Technical information
- Licensing authority: FCC
- Facility ID: 48934
- Class: A
- ERP: 1 watt horizontal; 2,500 watts vertical;
- HAAT: 60 m (197 ft) horizontal; 67 m (220 ft) vertical;
- Transmitter coordinates: 39°27′35.4″N 75°9′26.7″W﻿ / ﻿39.459833°N 75.157417°W

Links
- Public license information: Public file; LMS;
- Webcast: Listen Live
- Website: wearethebridge.org

= WNJB-FM =

WNJB-FM (89.3 FM) is a radio station licensed to Bridgeton, New Jersey. The station is owned by The Bridge of Hope, Inc., and simulcasts the Christian adult contemporary programming of WKNZ in Harrington, Delaware.

==History==

The station was formerly owned and operated by the New Jersey Network (NJN). NJN's radio network began operation May 20, 1991, when WNJT-FM in Trenton signed on. Eight other stations would be established over the following seventeen years.

On June 6, 2011, the New Jersey Public Broadcasting Authority agreed to sell five FM stations in southern New Jersey to WHYY. The transaction was announced by Governor Chris Christie, as part of his long-term goal to end State-subsidized public broadcasting. The five stations previously belonged to New Jersey Network's statewide radio service. WHYY assumed control of the stations through a management agreement on July 1, 2011, pending Federal Communications Commission (FCC) approval for the acquisition; at that point, the stations began to carry the WHYY-FM schedule.

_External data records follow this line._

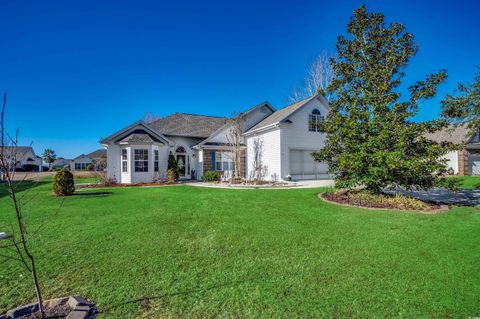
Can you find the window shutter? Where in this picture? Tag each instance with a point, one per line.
(214, 163)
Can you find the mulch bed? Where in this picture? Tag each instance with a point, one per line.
(127, 185)
(344, 199)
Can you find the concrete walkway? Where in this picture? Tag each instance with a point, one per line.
(287, 185)
(464, 197)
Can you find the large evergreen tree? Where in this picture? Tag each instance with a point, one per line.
(372, 140)
(465, 105)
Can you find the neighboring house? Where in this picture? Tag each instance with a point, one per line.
(25, 157)
(467, 160)
(276, 144)
(60, 163)
(97, 158)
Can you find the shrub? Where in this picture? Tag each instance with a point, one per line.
(210, 176)
(173, 165)
(63, 184)
(172, 175)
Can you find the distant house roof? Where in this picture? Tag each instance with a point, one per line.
(100, 153)
(456, 134)
(188, 125)
(282, 114)
(21, 151)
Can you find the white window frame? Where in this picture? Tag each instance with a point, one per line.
(314, 119)
(140, 157)
(224, 161)
(124, 160)
(155, 160)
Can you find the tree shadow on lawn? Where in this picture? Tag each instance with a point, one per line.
(92, 194)
(145, 300)
(26, 185)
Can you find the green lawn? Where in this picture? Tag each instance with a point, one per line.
(180, 251)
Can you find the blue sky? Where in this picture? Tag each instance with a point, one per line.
(76, 71)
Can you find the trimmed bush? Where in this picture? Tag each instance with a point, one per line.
(210, 176)
(63, 184)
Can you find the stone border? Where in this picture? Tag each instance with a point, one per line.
(80, 308)
(442, 209)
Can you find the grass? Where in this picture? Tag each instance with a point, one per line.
(180, 251)
(469, 182)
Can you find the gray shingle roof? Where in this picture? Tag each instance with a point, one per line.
(189, 125)
(281, 114)
(100, 153)
(457, 134)
(139, 137)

In November 2022, WHYY, Inc. announced it would sell WNJB-FM to The Bridge of Hope Inc., a non-profit Christian radio broadcaster based in Harrington, Delaware. In December 2022, The Bridge of Hope announced the purchase. The sale, at a price of $125,000, was approved by the FCC, and consummated on January 26, 2023; the station changed formats in February 2023.